Site of proposed housing development in New Carlisle already sold

Credit: Bill Lackey

Credit: Bill Lackey

The New Carlisle city council on Tuesday discussed for the first time publicly a developer’s plan to annex a plot of land from Miami County to build nearly 300 homes starting in 2023.

The proposal has been a point of contention for some residents who say the additional homes would stretch resources and impact the schools. The city council also announced plans for other housing development.

DDC Management has purchased a 115-acre farm in Miami County, and proposed to build 293-single family homes on the tract of land. If approved, the new community would be located at 8805 E. New Carlisle Road, which is at the edge of Miami County and adjacent to the Clark County border. The cost of the homes will start at about $250,000. All of the land would be annexed from Miami County, according to the proposal.

The development will be a multi-phase and multi-year project, Bridge said. DDC Management could not be reached for comments.

Before the New Carlisle City council takes any action on the plan, the developer must go through the annexation process in Miami County.

“Right now, this is a project Miami County’s doing. It has no formal impact on us just yet,” Bridge said at Tuesday night’s council meeting. “They (the developer) hasn’t even started the annexation process with Miami County yet... It’s going to have to go through a lot of processes here at the city level before it’s even able to go forward.”

According to Miami County Administrator Charlotte Colley, DDC Management has contacted the Miami County Engineer’s office to inquire about the possibility of annexing land for the project, but an annexation proposal has not made its way to the Miami County commission as of Tuesday.

The next steps, Bridge said, would be to take that to council within 20 days to pass a resolution that states the services the city can provide.

“They (the developer) still have to go through the Miami County process, then it goes to New Carlisle. This conceptual plan that we saw very well could change,” he said. “We have safeguards in our own codes that say if you do this, it has to go through our planning board. Our planning board will have to have that final say in whatever site plan they develop and bring into the city.”

Bridge stressed that this is only an annexation discussion right now and no filing has been made.

“We know it’s going to happen because the developer bought the land. We know he’s going to petition for annexation. We just don’t know when,” he said. “(The developer) intents to break ground in 2023 with the intention of building the lots in 2024, but that’s going to take five to eight years to even realize its own potential.”

During the meeting, Bridge added that not only are they working on this development, but they are also working on at least two more residential developments in the city.

“Everyone’s asking why New Carlisle? Why not?” he said. " We’re not going to grow as a city if we don’t grow our tax base.”

Ultimately, Bridge said, it will be the councils decision if they pass the annexation agreements if the planning board passes the site plans.

“I think everyone has an interest and I could be wrong about growing the city and realizing its full potential, but we’re not going to get business in this town until we increase rooftops, until we have disposable income,” he said. “They (the developers) have come to us, so we’re doing something right here to have this sort of growth is great to have in the matter of a short amount of time is awesome.”

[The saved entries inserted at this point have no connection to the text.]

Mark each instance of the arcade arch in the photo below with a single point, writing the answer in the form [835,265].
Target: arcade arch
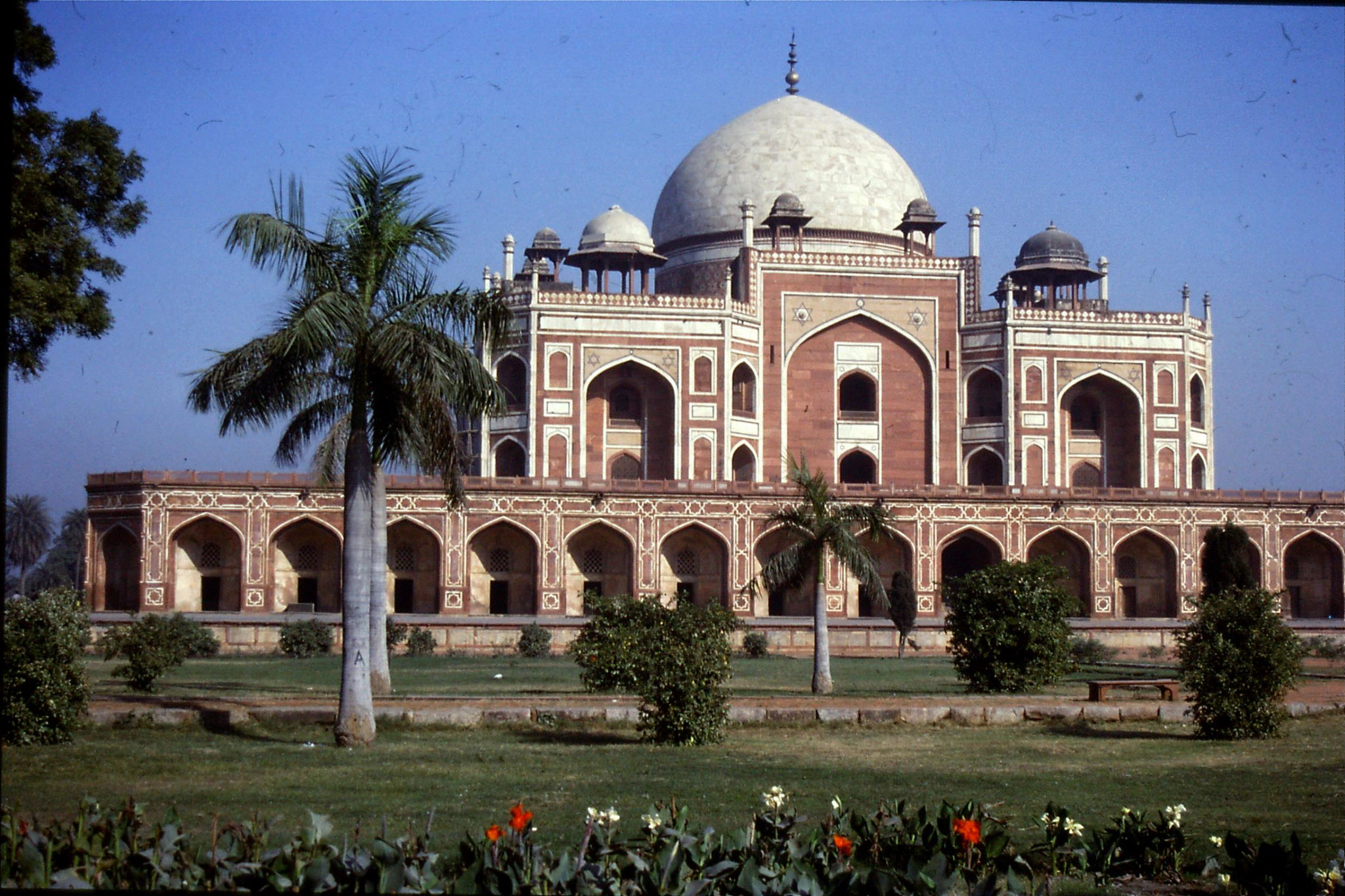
[599,559]
[208,567]
[1145,570]
[305,566]
[694,566]
[502,571]
[412,568]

Residents in both Clark and Miami counties spoke at Tuesday night’s council meeting to express their concerns about the proposed project.

Jason Layton, who lives a half a mile west of the site on New Carlisle Road, said he is “100% opposed.”

“When that buyer wants to stroll in and erect the neighborhood, they will be met with resistance. We will fight against the annexation and for our way of life,” he said during the council meeting.

Layton pointed out a few key points residents have regarding the new site: childhood occupancy of the new neighborhood schools, the traffic impact and the environmental impact on Silver Lake.

The property of Silver Lake is owned by Jeff Morford and his 35+ member family. He said the property is approximately 100-acres with 17-acres of lake.

“It’s one of less than 120 naturally formed lakes in Ohio... It’s been there for 10,000 years,” Morford said. “The innocent environment will be in jeopardy.”